Abdul Rahim says prices of luxury condominiums currently tend to range between RM1,000 per sq ft (psf) and RM1,500 psf.
“But there are some developers that also claim to sell at RM2,000 psf.”
SK Brothers general manager Chan Ai Cheng says she expects more adjustments in rental rates and a slight downward adjustment in pricing for high rise units.
“It has been a challenging year for the property market at all levels. Market confidence (resulting in a lot of wait and see and not to over commit in uncertain times) contributes to most of it, topped with the cooling measures that targets high-end properties.
“As it is demand is weakening plus higher loan rejection rates of some 50%, developers and owners alike are feeling the pressure.”
Chan says overall, this segment of the market is the most affected by the economic uncertainties, market sentiments and cooling measures.

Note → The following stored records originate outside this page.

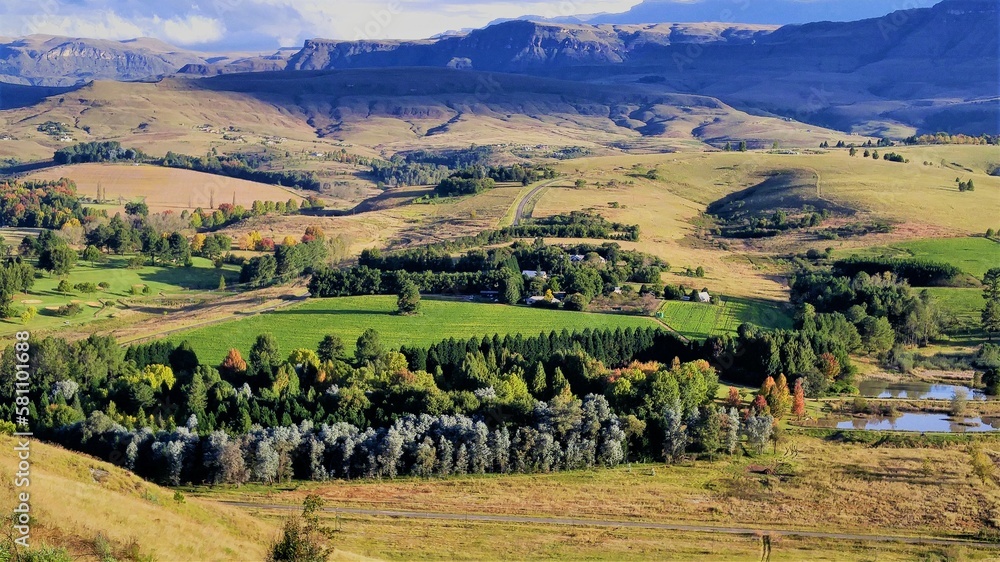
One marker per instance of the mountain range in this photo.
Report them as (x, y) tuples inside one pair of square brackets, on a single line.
[(916, 70)]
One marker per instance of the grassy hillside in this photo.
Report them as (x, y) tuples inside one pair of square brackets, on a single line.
[(407, 108), (699, 320), (165, 188), (75, 498), (874, 491), (439, 319)]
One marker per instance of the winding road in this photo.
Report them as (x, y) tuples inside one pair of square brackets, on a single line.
[(519, 213), (578, 522)]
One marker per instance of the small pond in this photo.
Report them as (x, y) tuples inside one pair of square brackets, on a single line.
[(915, 390), (939, 423)]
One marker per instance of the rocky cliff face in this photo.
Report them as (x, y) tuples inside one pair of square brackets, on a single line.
[(519, 46), (59, 61)]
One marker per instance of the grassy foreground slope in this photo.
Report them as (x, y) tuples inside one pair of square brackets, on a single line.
[(819, 485), (347, 317), (74, 498), (973, 255), (165, 188)]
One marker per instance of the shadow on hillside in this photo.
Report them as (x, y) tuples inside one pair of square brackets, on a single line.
[(790, 190)]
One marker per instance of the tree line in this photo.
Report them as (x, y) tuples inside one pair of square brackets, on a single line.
[(919, 272), (234, 166)]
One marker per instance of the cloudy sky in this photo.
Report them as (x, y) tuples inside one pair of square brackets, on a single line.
[(268, 24), (265, 25)]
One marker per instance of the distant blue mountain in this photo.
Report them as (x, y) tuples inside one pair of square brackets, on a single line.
[(769, 12)]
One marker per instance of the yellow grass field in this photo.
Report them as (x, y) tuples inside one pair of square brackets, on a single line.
[(74, 498), (165, 188), (920, 199), (820, 485)]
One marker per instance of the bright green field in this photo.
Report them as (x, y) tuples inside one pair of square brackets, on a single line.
[(699, 320), (171, 281), (305, 325), (972, 255)]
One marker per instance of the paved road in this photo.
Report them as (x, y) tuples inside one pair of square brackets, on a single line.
[(575, 522), (519, 214)]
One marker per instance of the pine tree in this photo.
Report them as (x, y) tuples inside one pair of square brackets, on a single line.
[(733, 431), (538, 381), (781, 398), (799, 399), (675, 437)]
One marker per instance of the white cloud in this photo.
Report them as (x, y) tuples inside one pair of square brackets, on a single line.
[(193, 30), (266, 24)]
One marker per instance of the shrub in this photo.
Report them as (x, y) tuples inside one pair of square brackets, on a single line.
[(71, 309), (576, 302), (86, 287)]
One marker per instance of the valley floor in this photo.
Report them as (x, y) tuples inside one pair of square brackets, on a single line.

“Property, given its nature as a hedge against inflation and a medium to long term investment, these momentary adjustments should be viewed as such. Always keep in mind the basics of property ownership/ investment, which is worth revisiting.”
Axis REIT Managers Bhd head of investments and Malaysian Institute of Estate Agents immediate past president Siva Shanker, one of the speakers at Rahim & Co’s property research seminar, says the local luxury condominium segment was facing an oversupply situation.
“We expect this segment to consolidate. Sales above RM1mil will slow; people don’t know when the market will recover. The market below RM500,000 is hot right now,” he says.
DTZ’s Eddy Wong believes that the market in 2017 will be similar to this year.
“It will move sideways. I don’t see the market crashing. Some places will see volumes decreasing, others maybe even increasing slightly. It will be a mixed bag.
According to the CH Williams Talhar & Wong (WTW) Property Market Report 2016, the condominiums sector is expected to be more challenging in the next two years, with the large incoming supply scheduled for completion in 2016 and 2017.
Infrastructure developments such as MRT SSP Line and East Klang Valley Expressway are likely to spur more condominiums developments in the prime as well as suburban areas.
WTW says total number of luxury condominiums in Kuala Lumpur was 36,252 units in 2015, an increase of 4,625 units compared to 2014.
“The total number of luxury condominiums units is expected to increase another 13,500 units the upcoming two years,” the report says, adding that average occupancy at between 77% and 80% in Golden Triangle.”